Pour qu’Israël se conforme au droit

Dans cette lettre ouverte à François Fillon et à Michèle Alliot-Marie, Jean-Guy Greilsamer explique les raisons de son engagement dans des actions pacifiques de boycott des produits d’Israël.

Jean-Guy Greilsamer  • 4 mars 2010 abonné·es

Monsieur le Premier ministre,
Madame la ministre de la Justice,

Avant d’aborder l’objet de cette lettre, je me présente par quelques détails dont vous comprendrez plus loin la signification.

Je suis né en 1946 et suis juif. Ma famille, comme la plupart des familles juives, a subi de lourdes pertes pendant la guerre. De nombreux parents, que je n’ai donc jamais connus, ont disparu en camp de concentration : ma grand-mère maternelle, des oncles, des tantes et des cousins.
Mon enfance a baigné dans une ambiance juive, rythmée par des fêtes et des rencontres familiales, et j’ai fait ma bar-mitzvah en 1959 (à Bar-le-Duc). Je garde un assez bon souvenir de cette période, et mes parents, bien que de nature très inquiète, ne passaient pas leur temps à ressasser continuellement les souvenirs du génocide.
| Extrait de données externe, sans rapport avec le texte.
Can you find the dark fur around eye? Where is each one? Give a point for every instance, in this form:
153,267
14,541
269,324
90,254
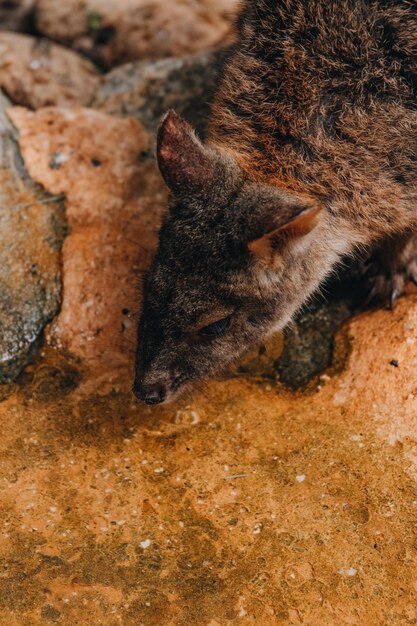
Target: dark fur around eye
215,329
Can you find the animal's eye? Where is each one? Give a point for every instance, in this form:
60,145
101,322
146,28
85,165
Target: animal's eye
215,329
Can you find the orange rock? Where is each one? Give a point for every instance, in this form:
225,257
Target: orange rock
114,200
37,73
115,32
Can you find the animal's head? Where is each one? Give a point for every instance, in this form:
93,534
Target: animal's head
233,265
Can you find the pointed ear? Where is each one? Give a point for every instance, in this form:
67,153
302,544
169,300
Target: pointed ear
186,165
269,247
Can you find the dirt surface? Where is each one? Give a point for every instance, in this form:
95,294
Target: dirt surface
243,503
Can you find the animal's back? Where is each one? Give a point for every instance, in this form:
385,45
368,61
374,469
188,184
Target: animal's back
321,94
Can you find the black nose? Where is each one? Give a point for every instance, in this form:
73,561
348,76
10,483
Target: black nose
151,394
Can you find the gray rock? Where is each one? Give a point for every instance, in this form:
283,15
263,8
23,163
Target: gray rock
16,15
146,90
31,234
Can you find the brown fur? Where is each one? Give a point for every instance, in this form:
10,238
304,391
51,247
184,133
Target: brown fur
311,155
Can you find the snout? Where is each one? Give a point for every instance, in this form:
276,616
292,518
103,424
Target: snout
154,393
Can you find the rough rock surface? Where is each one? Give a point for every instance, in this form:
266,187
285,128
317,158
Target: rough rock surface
15,14
242,504
31,233
114,198
115,32
37,73
147,89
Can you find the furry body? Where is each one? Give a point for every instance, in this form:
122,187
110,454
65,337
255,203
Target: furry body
311,154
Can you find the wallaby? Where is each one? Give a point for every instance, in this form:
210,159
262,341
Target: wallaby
311,155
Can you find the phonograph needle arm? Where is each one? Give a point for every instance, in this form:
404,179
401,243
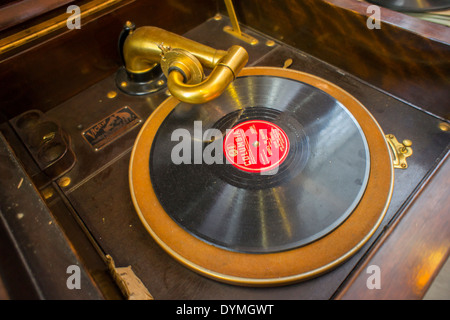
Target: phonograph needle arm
182,61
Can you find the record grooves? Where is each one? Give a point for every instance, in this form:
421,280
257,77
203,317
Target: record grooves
259,212
325,199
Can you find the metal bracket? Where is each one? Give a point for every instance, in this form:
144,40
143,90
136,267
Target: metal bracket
130,285
399,151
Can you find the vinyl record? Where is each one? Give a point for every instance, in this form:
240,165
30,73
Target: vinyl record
314,184
281,178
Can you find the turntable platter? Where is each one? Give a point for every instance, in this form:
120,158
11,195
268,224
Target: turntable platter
254,223
319,181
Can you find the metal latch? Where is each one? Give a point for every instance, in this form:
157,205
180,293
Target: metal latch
130,285
399,151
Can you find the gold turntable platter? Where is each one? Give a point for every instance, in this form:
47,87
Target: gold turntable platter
252,223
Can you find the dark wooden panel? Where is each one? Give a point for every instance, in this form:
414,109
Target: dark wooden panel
407,57
55,70
413,250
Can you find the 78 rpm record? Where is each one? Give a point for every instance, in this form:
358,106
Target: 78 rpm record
281,178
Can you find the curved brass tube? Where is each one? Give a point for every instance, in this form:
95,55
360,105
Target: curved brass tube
182,60
213,86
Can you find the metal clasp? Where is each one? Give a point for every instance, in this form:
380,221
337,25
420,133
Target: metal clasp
399,151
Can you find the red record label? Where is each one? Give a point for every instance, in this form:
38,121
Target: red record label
256,146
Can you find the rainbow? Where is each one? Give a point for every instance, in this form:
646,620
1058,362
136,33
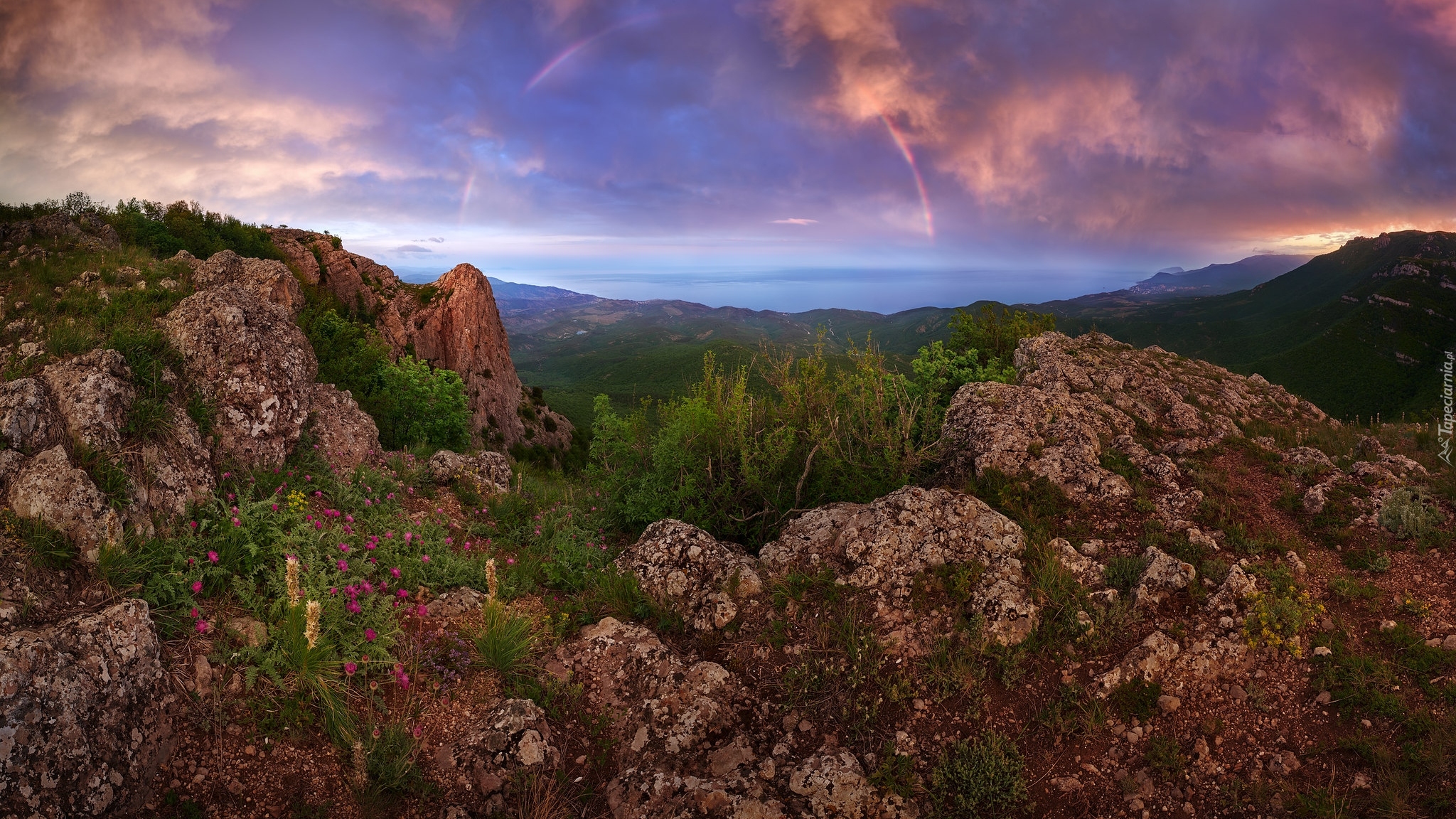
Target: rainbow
915,169
584,43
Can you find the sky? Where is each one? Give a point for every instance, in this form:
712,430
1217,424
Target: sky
932,149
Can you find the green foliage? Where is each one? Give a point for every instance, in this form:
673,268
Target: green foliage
187,226
740,464
107,474
50,547
979,778
1135,698
1411,513
505,640
993,334
411,401
1164,756
1123,573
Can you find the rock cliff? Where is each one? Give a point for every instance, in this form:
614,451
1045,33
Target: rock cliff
451,323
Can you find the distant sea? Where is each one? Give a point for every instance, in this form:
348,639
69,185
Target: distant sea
807,289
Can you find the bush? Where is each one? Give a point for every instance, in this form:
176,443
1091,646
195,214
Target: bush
1135,698
411,401
1410,513
740,464
979,778
1123,573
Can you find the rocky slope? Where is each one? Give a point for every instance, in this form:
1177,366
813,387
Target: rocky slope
451,323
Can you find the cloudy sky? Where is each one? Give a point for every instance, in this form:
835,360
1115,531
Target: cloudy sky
618,139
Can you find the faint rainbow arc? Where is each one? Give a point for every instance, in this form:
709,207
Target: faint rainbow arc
915,169
582,44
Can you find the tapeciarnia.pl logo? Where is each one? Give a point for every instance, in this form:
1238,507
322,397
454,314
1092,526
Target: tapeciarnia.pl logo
1447,423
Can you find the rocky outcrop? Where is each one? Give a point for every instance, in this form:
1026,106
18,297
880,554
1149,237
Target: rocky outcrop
1079,395
692,572
451,323
511,741
884,545
269,280
50,488
490,471
459,328
254,363
346,434
94,394
85,717
28,419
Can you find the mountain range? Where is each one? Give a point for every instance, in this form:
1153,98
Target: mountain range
1357,330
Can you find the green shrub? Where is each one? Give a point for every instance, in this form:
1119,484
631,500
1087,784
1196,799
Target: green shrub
983,777
1410,513
1164,756
505,640
1135,698
1123,573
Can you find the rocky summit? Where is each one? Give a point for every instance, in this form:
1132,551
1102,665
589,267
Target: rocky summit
1108,580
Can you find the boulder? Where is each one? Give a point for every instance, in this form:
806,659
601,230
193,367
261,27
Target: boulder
1164,574
268,279
254,363
510,741
692,572
347,436
1147,660
50,488
85,716
175,470
28,419
884,545
92,394
491,471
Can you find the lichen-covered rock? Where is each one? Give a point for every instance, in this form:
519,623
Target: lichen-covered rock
50,488
1075,394
514,738
886,544
346,434
83,716
92,394
268,279
252,362
692,572
1232,592
1164,574
176,469
1146,660
28,419
835,786
491,471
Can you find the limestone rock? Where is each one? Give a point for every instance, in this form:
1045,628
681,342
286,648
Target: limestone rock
92,394
176,469
269,280
491,471
28,419
63,496
1146,660
1164,574
1078,392
83,714
886,544
692,572
346,434
252,363
513,738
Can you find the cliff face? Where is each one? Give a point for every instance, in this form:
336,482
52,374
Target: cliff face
451,323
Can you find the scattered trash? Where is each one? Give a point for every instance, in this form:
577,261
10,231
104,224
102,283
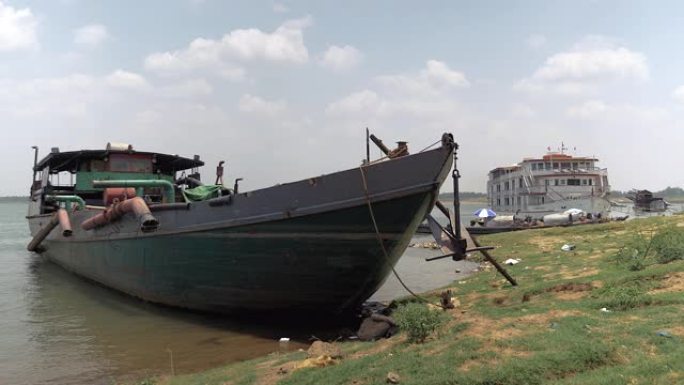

Lors de ma bar-mitzvah, j’ai lu solennellement dans la synagogue un texte imprimé, que j’ai gardé, dans lequel il est écrit : «  Je prends l’engagement de devenir un membre utile de la société et un bon citoyen de mon pays. »
Eh bien, monsieur le Premier ministre, madame la ministre de la Justice, c’est cette promesse qui me guide quand je m’engage dans des actions pacifiques de boycott des produits d’Israël, actions que je poursuivrai résolument aux côtés d’autres manifestants tant que cet État ne se conformera pas au droit international.

Cet État développe en effet depuis longtemps une politique de dépossession, d’exclusion, d’expulsion, de colonisation et d’humiliation du peuple palestinien : colonisation ininterrompue de la Cisjordanie, blocus de Gaza, atteintes graves aux droits des Palestiniens d’Israël, judaïsation de Jérusalem, refus du droit au retour des très nombreuses familles expulsées lors de la création de l’État d’Israël.

Cet État, qui prétend agir au nom des Juifs du monde entier et brandit constamment l’ignoble chantage à l’antisémitisme, est criminel pour la population palestinienne et suicidaire pour la population juive. Comme il méprise le droit international, qu’il jouit d’une impunité persistante et que sa politique provoque l’accroissement de nombreux conflits ou tensions dans le monde, beaucoup de citoyens épris de justice, dont je suis, ont compris qu’il était temps de développer une campagne de Boycott, Désinvestissement et Sanctions (BDS) à l’image de celle qui a contribué à mettre fin à l’apartheid en Afrique du Sud.

J’ai été très choqué par vos discours devant le Crif, qui visent à criminaliser BDS et à prétendre sans aucune preuve que ce mouvement appelle à boycotter les produits casher. Et la condamnation à Bordeaux de Mme Sakina Arnaud pour « incitation à la haine raciale, nationale et religieuse » est injustifiable.
Je suis disposé, si cela vous intéresse,
à vous exposer plus longuement mes convictions, voire à en discuter avec vous.

Mais, en tant que Juif attaché à la justice et aux droits des peuples, je continuerai, comme beaucoup d’autres concitoyens guidés par leur conscience, à persévérer dans le mouvement de Boycott, Désinvestissement et Sanctions contre Israël jusqu’à ce que cet État se conforme au droit international et reconnaisse les droits du peuple palestinien.

Veuillez agréer, monsieur le Premier ministre, madame la ministre de la Justice, mes salutations citoyennes.